From passengers to cargo, no other form of transportation is as scrutinised, investigated and monitored as commercial aviation.

And we share the same sentiments as the Minister for State Owned Enterprises, Ben Micah, during the launching of the road safety campaign last August that after many years of having vehicles, Papua New Guineans still do not know how to drive vehicles properly, we don’t know how to behave properly in a vehicle and we do not know how to use the road that is supposed to be for the vehicle 

It is all about attitude; most Papua New Guineans have an attitude problem. 

It is not only on the roads but almost everywhere – no respect for laws, public property and the list goes on.

Yes, we agree that vehicles make the distance short, but when one is drunk and behind the wheel, a person’s death some 50 years later, will be brought forward.

And most times, the unfortunate thing is not only does the driver die, other unfortunate people die as well, a mother or a young boy who is walking on the side of the road, causing grief for families. 

If you have a license, think back to your driving test. 

To pass the  driving test, the applicant must simply demonstrate a mastery of steering, breaking, signalling, a three-point turn and a parallel parking job behind a single parked vehicle. 

Pilots, on the other hand, go through rigorous training and certification processes. 

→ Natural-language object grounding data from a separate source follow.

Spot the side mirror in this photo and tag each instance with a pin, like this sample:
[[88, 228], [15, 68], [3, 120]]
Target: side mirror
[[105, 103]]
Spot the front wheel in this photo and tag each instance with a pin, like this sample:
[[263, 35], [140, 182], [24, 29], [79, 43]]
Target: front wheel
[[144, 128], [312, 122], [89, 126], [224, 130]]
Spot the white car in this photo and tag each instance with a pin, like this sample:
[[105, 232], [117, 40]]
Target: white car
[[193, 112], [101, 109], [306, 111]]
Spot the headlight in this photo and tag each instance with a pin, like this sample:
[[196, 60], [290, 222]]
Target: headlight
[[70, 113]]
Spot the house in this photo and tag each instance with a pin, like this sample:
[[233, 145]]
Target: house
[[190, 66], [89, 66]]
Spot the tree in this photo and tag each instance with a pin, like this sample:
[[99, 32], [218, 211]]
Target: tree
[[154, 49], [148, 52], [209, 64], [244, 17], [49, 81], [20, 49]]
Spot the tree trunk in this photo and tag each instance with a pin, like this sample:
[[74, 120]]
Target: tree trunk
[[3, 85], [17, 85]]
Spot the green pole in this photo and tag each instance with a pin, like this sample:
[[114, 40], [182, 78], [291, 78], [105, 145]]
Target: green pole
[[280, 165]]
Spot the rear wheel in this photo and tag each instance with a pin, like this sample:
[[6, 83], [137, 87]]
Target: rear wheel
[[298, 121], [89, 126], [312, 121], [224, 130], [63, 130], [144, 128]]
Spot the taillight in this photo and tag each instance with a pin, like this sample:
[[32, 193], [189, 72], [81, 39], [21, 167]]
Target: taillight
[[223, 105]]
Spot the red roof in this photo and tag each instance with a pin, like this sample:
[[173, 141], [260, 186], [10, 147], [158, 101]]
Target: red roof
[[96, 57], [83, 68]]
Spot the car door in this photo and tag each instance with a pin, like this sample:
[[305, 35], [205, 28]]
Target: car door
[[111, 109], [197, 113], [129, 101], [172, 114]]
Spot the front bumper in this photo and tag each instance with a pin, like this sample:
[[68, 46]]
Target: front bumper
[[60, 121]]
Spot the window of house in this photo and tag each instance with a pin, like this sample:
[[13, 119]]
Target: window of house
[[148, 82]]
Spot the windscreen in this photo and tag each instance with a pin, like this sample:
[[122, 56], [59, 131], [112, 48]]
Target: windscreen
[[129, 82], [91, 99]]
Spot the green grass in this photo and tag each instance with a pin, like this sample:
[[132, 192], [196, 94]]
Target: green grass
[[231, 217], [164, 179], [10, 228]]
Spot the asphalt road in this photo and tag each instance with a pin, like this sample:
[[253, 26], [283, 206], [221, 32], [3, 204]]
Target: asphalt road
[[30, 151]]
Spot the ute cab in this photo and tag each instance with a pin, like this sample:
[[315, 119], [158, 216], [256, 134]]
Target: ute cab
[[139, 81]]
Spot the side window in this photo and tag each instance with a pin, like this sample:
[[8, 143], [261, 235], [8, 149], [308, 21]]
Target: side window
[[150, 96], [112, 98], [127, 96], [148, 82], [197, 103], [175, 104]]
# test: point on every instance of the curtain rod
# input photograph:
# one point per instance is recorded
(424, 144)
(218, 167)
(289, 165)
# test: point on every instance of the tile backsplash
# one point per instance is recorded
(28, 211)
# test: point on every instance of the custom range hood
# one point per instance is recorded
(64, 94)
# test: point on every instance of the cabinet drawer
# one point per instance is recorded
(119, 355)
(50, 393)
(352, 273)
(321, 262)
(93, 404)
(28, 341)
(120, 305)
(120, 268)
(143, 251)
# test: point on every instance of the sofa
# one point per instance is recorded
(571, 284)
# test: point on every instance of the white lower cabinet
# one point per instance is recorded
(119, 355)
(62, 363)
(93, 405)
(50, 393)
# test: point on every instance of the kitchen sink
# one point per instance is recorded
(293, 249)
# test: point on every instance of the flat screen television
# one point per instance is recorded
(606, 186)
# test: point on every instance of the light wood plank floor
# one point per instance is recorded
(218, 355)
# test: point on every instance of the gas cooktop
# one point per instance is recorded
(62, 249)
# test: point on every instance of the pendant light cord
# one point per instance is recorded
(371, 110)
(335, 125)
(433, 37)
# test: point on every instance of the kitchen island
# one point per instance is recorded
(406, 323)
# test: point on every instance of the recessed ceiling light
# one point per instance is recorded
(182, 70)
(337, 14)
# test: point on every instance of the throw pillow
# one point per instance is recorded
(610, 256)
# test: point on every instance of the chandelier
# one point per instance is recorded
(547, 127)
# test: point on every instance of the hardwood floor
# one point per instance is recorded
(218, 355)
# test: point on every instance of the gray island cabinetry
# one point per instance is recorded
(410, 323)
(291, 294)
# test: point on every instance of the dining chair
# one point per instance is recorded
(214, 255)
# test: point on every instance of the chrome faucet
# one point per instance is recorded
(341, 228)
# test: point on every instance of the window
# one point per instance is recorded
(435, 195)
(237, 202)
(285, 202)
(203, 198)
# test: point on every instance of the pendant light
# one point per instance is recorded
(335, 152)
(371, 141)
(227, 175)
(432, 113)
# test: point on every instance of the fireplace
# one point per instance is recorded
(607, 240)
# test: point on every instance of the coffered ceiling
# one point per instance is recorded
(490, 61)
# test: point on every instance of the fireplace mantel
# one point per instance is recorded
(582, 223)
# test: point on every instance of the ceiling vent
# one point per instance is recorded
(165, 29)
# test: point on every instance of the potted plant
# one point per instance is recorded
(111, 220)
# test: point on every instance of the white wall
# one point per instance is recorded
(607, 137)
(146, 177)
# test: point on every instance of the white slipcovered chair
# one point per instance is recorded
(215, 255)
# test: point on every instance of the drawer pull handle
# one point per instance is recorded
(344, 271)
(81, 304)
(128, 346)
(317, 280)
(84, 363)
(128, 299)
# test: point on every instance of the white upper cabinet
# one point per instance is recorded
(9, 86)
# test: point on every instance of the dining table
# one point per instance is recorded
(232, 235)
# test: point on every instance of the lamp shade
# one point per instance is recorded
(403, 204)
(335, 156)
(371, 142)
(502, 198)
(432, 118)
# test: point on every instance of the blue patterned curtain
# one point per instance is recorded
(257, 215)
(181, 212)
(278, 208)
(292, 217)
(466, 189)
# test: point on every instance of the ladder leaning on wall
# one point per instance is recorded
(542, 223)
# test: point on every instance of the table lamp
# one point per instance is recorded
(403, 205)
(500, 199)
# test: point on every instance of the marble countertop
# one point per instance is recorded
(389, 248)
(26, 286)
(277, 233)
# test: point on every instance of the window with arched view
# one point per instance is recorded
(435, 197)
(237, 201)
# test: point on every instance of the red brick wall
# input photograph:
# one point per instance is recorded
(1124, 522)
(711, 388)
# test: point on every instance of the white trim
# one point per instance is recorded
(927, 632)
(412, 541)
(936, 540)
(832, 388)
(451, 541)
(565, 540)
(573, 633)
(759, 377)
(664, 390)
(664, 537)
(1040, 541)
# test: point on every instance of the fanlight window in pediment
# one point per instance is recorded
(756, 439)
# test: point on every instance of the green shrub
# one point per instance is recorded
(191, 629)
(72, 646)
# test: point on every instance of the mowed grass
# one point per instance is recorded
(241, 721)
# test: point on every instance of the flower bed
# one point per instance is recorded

Plus, one must go to flight school and receive a license.

Most airline companies require pilots to attend at least two years of college. 

Unlike on the road, there is an intense screening process to determine those licensed to fly. 

The pilot will not take a flight unless he has been cleared and is positive the plane is safe to fly.  

We have the issue of overloading in PNG both for vehicles and boats. And not to forget, adhering to simple road rules makes one wonder how some of the drivers got their license?

Maybe the same intense screening should be applied to drivers and boat captains.

Many drivers are reckless because operating a motor vehicle feels so mundane. 

Errors such as multi-tasking, failing to wear a seat belt, talking on a mobile phone while driving or simply forgetting to use a blinker signal may result in deadly accidents. 

Laws are there however, they are only as good as the people obeying and those who are supposed to enforce them.

The roles of police, the Motor Vehicle Insurance Limited and National Road Safety Council are very important and by working together with everybody, committing ourselves to become respectful users of the road and respectful passengers on vehicles, we all can effectively reduce the number of unfortunate accidents that lead to death and suffering.

Road safety must be an important focus of our life and this message must now target the children. 

Authorities must go to the children in school, go to the churches, go to all organisations where there is mass base possibility to disseminate the same information to everyone. How about the concerned authorities go down the path of introducing speedometers and breathalysers? 

Send officers for training or bring in trainers to train the users so the process of using it to getting the correct reading and the charges are done according to the laws governing the use of it.

We have had the opportunity to watch Australian police officers stationed behind a road bend with the speedometers and the reaction of drivers who know they have exceeded the speed limit. The check is conducted by an officer with a partner and not a 10-seater full of officers.

Road safety is not about intimidation. It is about a society caring for the lives of all its people. One way of caring is for everyone to join in safety campaigns until it becomes second nature.